4.1. Les impacts sur la qualité de l’air

Dans une lettre adressée au Ministre du Développement durable, de l’environnement et des parcs en janvier 2012, le CRECN demandait la mise en place d’un indice de la qualité de l’air (IQA) à Sept-Iles en ces termes :

« Considérant une forte présence d’industriels de grande envergure en périphérie de la ville et le contexte actuel de croissance économique rapide, où se multiplient les projets industriels (augmentation de production des grandes entreprises, nouveaux projets miniers et industriels), nous croyons qu’il est d’autant plus souhaitable d’avoir les outils nécessaires à un suivi en continu de la qualité de l’air à Sept-Iles. »

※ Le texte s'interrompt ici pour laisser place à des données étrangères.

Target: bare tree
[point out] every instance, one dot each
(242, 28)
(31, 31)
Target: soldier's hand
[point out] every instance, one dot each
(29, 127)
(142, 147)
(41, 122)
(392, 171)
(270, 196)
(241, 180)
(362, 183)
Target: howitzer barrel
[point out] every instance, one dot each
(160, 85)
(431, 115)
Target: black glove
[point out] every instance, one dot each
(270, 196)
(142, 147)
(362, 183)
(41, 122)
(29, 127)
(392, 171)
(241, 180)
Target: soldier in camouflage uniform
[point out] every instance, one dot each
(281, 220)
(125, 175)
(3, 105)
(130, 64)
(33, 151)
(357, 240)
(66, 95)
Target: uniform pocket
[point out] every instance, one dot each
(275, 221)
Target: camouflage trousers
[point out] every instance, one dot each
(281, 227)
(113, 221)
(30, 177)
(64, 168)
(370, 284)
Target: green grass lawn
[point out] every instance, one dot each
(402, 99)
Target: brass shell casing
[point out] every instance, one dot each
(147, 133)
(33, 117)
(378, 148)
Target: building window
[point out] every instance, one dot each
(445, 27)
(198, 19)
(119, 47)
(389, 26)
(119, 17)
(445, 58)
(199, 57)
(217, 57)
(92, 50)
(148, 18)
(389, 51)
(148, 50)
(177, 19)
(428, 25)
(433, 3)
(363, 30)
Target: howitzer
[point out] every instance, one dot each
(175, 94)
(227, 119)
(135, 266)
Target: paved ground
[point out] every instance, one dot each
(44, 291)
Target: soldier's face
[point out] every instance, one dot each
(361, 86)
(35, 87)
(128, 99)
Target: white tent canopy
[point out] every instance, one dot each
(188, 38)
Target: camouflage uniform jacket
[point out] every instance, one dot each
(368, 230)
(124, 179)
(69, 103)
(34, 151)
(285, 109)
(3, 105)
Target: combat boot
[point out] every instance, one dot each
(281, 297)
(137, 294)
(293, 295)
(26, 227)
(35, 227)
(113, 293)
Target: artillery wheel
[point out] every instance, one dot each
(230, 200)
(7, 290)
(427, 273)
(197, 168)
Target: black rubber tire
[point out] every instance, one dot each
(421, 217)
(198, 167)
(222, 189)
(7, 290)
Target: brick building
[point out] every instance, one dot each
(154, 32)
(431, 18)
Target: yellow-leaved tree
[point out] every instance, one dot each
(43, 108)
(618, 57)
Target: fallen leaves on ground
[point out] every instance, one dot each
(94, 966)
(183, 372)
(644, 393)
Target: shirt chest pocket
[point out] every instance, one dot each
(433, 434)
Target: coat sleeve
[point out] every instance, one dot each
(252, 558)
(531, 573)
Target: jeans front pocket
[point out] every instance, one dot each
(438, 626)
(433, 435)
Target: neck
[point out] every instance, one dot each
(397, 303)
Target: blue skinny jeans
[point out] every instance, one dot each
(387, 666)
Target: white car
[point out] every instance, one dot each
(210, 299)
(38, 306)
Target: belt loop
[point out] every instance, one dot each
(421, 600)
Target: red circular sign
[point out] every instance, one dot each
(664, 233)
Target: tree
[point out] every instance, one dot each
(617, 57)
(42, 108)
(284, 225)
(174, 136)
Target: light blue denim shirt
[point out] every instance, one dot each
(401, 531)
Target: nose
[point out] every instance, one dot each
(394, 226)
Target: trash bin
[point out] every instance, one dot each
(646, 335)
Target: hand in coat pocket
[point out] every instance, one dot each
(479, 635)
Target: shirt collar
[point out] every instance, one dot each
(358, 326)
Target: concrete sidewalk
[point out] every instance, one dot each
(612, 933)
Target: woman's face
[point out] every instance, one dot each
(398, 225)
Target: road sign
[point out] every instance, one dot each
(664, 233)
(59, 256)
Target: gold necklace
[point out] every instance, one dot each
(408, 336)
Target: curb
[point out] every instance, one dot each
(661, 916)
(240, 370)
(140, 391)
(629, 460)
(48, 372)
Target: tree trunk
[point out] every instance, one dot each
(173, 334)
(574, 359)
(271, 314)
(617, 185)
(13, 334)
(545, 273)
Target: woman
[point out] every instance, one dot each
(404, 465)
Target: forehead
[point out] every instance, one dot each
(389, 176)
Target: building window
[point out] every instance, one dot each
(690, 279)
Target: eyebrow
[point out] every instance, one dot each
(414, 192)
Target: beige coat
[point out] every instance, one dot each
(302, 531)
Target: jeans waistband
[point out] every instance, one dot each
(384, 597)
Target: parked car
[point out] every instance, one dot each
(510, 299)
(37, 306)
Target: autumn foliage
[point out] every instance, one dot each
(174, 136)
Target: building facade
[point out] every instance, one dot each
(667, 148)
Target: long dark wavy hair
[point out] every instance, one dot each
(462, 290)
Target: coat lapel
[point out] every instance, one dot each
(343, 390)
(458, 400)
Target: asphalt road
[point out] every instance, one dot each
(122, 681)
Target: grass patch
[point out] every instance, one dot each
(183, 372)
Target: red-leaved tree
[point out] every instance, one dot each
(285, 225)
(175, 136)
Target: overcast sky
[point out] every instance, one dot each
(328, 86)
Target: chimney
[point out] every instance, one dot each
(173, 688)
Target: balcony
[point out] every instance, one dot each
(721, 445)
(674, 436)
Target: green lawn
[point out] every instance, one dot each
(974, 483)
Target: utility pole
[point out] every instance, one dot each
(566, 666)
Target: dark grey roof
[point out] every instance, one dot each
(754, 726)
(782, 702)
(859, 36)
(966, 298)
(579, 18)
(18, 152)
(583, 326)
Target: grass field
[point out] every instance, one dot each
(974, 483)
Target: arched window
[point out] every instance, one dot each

Suite aux appels répétés de la part de groupes de citoyens, de groupes environnementaux et de l’administration municipale, une caractérisation de la qualité de l’air a débutée depuis près d’un an réalisée par le MDDEFP. En complémentarité, une Table de concertation sur la qualité de l’air à Sept-Îles a été mise en place à l’initiative de la municipalité et de la Corporation de protection de l’environnement de Sept-Îles. Dans cette optique, et étant donné l’impact cumulatif potentiel sur la qualité de l’air que constituent les nombreux projets de développements, notamment parce que la baie et la communauté de Sept-Iles sont situées à l’Est, sous les vents dominants par rapport à la Pointe-Noire et au Canton Arnaud, le CRECN croit nécessaire que chaque industriel qui pourrait avoir un impact sur la qualité de l’air à Sept-Îles prenne part à la Table de concertation sur la qualité de l’air. Pour cette raison, il salue l’initiative de Mine Arnaud de participer à cette Table de concertation depuis ses débuts. Il considère d’ailleurs qu’il est important que Mine Arnaud communique les données d’échantillonnage de ses deux stations à l’instance qui sera désignée par la Table de concertation sur la qualité de l’aire de Sept-Îles pour mettre à jour l’information sur la qualité de l’air. Le CRECN reconnait l’engagement de Mine Arnaud de mettre en place deux stations d’échantillonnage près des résidences pour s’assurer du respect des normes en tout temps. Il se questionne, par contre, sur les dépassements de la norme envisagés pour les particules totales principalement à la résidence 5 avec la concentration maximale. Bien que la base de calcul pour la concentration initiale soit considérée comme conservatrice, les résidents de Sept-Îles subissent d’ores et déjà les effets cumulatifs de la forte présence d’industries dans leur environnement à plusieurs niveaux et il est important que Mine Arnaud ne constitue pas l’objet de dépassements de la norme sur la qualité de l’air. Si les analyses avec la 2e concentration ne présentent pas de dépassement, par ailleurs, se situer à 1% sous la limite de la norme constitue, selon le CRECN une source de préoccupation. L’organisme rappelle que la limite de 120µg/m3 de particules totales dans l’air ambiant est une concentration maximale et que l’objectif de l’industrie devrait être de s’en éloigner le plus possible.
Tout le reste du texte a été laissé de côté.